Thanks for sending me that. I was looking at it, but it seemed like maybe it was still sending its own requestAnimationFrame() calls within it when the tween is playing.

I ended up doing a pretty hacky workaround. I initialize tweens for every path that I use and then once right on page load, I manually update the tween with a value and then read the path off of the element like this.

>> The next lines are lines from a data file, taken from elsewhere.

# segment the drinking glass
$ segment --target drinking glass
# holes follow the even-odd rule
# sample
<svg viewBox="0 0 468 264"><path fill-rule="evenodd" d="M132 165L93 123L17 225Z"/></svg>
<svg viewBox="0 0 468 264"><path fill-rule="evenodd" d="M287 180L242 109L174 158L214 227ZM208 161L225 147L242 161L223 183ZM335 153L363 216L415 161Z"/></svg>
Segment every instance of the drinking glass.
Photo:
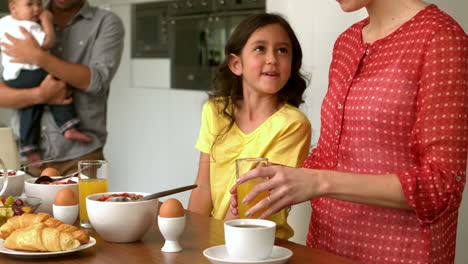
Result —
<svg viewBox="0 0 468 264"><path fill-rule="evenodd" d="M105 160L80 160L79 173L79 200L80 225L91 228L88 212L86 211L86 197L95 193L107 192L108 163Z"/></svg>
<svg viewBox="0 0 468 264"><path fill-rule="evenodd" d="M268 166L268 159L267 158L246 158L246 159L237 159L236 160L236 178L239 179L240 176L243 174L259 167L267 167ZM247 205L242 203L244 197L255 187L255 185L263 182L264 179L255 178L249 181L246 181L242 184L237 186L237 210L239 218L246 218L245 213L257 204L262 199L268 196L268 191L264 191L260 193L255 199ZM251 216L250 218L258 218L264 211L260 210L255 215Z"/></svg>

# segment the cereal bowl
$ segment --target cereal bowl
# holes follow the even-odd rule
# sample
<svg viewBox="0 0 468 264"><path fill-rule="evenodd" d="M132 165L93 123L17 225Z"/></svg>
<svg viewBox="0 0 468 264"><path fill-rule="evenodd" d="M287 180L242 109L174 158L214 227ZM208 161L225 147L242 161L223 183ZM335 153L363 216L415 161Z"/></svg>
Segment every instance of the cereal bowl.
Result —
<svg viewBox="0 0 468 264"><path fill-rule="evenodd" d="M133 242L140 240L156 223L159 199L130 202L99 201L104 196L122 192L107 192L86 197L89 221L108 242ZM127 192L146 196L149 193Z"/></svg>
<svg viewBox="0 0 468 264"><path fill-rule="evenodd" d="M60 176L58 176L60 177ZM51 177L52 179L57 177ZM63 188L70 188L76 194L78 193L78 178L74 177L72 180L76 183L68 184L37 184L34 183L37 178L31 178L24 181L24 192L26 196L38 197L42 199L42 204L37 209L37 212L48 213L53 215L52 205L54 204L55 195Z"/></svg>
<svg viewBox="0 0 468 264"><path fill-rule="evenodd" d="M3 170L0 170L0 186L3 186ZM24 190L24 171L8 170L8 186L3 194L4 197L19 196Z"/></svg>

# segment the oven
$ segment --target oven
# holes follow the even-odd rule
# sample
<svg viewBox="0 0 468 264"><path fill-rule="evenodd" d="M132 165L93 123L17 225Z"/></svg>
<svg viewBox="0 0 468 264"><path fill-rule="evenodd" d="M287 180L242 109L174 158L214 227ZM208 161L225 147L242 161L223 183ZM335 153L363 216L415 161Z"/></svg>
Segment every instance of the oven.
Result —
<svg viewBox="0 0 468 264"><path fill-rule="evenodd" d="M264 0L172 2L168 9L171 87L209 89L229 35L255 12L265 12Z"/></svg>

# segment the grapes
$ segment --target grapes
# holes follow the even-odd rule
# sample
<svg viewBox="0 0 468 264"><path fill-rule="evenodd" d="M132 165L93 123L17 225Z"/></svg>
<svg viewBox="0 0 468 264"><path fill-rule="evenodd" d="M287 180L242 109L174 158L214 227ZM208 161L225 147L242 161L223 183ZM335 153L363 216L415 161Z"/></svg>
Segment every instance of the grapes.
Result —
<svg viewBox="0 0 468 264"><path fill-rule="evenodd" d="M24 205L24 202L23 202L23 200L18 199L18 200L15 201L15 205L21 206L21 205Z"/></svg>
<svg viewBox="0 0 468 264"><path fill-rule="evenodd" d="M15 215L22 215L22 214L24 214L23 210L22 210L20 207L15 207L15 208L13 208L13 212L15 213Z"/></svg>

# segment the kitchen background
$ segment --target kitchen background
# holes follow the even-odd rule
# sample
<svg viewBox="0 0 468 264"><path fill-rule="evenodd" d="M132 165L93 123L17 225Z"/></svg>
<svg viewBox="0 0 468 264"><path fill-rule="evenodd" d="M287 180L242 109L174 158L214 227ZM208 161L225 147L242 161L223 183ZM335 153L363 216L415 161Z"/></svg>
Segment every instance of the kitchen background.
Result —
<svg viewBox="0 0 468 264"><path fill-rule="evenodd" d="M157 0L91 0L89 2L111 9L118 14L126 29L122 63L112 83L109 98L109 138L105 147L106 157L111 164L109 188L112 191L156 192L192 184L197 175L199 155L194 145L200 127L201 107L207 95L205 91L200 90L203 88L199 85L203 82L197 79L200 73L191 71L190 67L176 68L169 59L170 55L174 55L170 50L171 45L164 46L170 41L172 35L165 35L164 32L175 30L174 25L180 24L181 20L176 17L178 13L167 14L174 18L172 20L169 18L164 21L151 20L152 14L158 14L159 17L164 15L158 13L161 12L158 4L162 1ZM157 4L140 5L140 9L134 8L134 4L147 2ZM201 2L204 1L195 1L195 4ZM242 1L216 0L214 2L220 4ZM244 2L248 1L244 0ZM257 1L252 0L252 2ZM468 30L467 1L429 0L428 2L437 4L442 10L452 15L465 31ZM253 6L251 11L255 12L257 8L258 6ZM135 10L140 10L136 12L143 19L133 19ZM350 14L343 13L335 0L266 0L266 10L285 15L301 41L304 52L303 70L311 77L306 91L306 103L301 109L312 122L312 144L315 144L319 136L320 105L327 89L328 66L333 43L339 33L353 22L364 18L366 13L364 10ZM231 12L231 17L243 15L242 11L236 8L223 11ZM200 16L200 14L188 14L183 11L179 14L186 17ZM157 25L157 29L155 27L154 30L158 30L161 33L160 36L153 36L153 38L145 36L145 30L147 28L151 30L148 20L144 19L145 16L149 16L147 19ZM208 76L213 64L220 59L220 54L216 50L217 45L223 43L226 31L229 32L237 21L236 19L227 21L222 16L216 18L216 14L205 15L206 19L210 16L209 23L212 23L212 26L209 32L216 35L214 38L210 39L207 38L208 36L199 34L198 44L183 43L178 46L183 48L182 53L185 57L192 56L192 61L196 60L199 64L198 68L203 68L203 74ZM171 21L175 21L175 24ZM226 24L222 30L220 30L220 23ZM132 40L134 40L133 45ZM152 49L145 45L145 41L154 41L160 45ZM203 47L200 48L200 45ZM177 80L184 79L185 81L171 81L171 72L174 73L174 71L181 73L178 75L181 77ZM171 83L176 83L176 85L171 85ZM9 123L10 113L8 109L0 108L0 124ZM189 193L176 195L175 198L187 205ZM468 244L467 200L468 191L465 189L465 199L460 210L455 262L460 264L468 263L468 252L462 251L462 247L466 248ZM289 219L296 231L293 241L304 243L309 217L308 203L293 207Z"/></svg>

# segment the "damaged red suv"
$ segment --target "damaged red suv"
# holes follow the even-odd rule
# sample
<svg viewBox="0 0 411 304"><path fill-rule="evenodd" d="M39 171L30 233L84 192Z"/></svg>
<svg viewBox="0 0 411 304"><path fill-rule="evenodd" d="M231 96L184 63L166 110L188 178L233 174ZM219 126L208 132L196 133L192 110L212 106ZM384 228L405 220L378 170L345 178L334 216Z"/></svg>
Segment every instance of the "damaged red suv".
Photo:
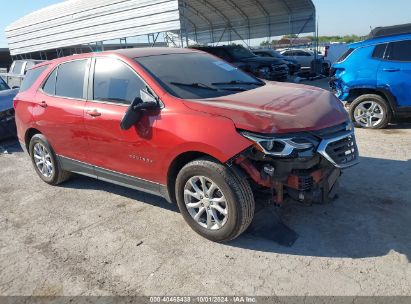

`function getMorphStepsFromTween(tween, numMorphSteps, tweenElementId, duration=1000){
var stepNum = 1
const morphSteps = []

while (stepNum <= numMorphSteps){
    const progress = stepNum/(numMorphSteps-150)  // Why -150?  because shapes don't completely transform if I don't.
    tween.update(progress * duration)
    var currentPathData = document.getElementById(`${tweenElementId}-start`).getAttribute('d');
    morphSteps.push(currentPathData)

    stepNum++
}

return morphSteps

}`

It seems like that value that gets passed in needs to go well beyond the duration set in the fromTo() call, but also pretty sure this isn't intended to be used this way. I think I could probably do the same with a ProgressBar but honestly I'm pretty new to this stuff and don't understand what's going on.

Thank you for your help.

Do you have any advice for morphing very unlike paths?
I'm finding that some tweens kind of look like the image being skewed until they are just a line, and then suddenly changing to the other shape. I'm trying to get the smoothest morphs possible. Would be happy to pay you for an hour or two of your time to look at my use case which is pretty atypical.

Loving using KUTE though it's really improved my visualizer.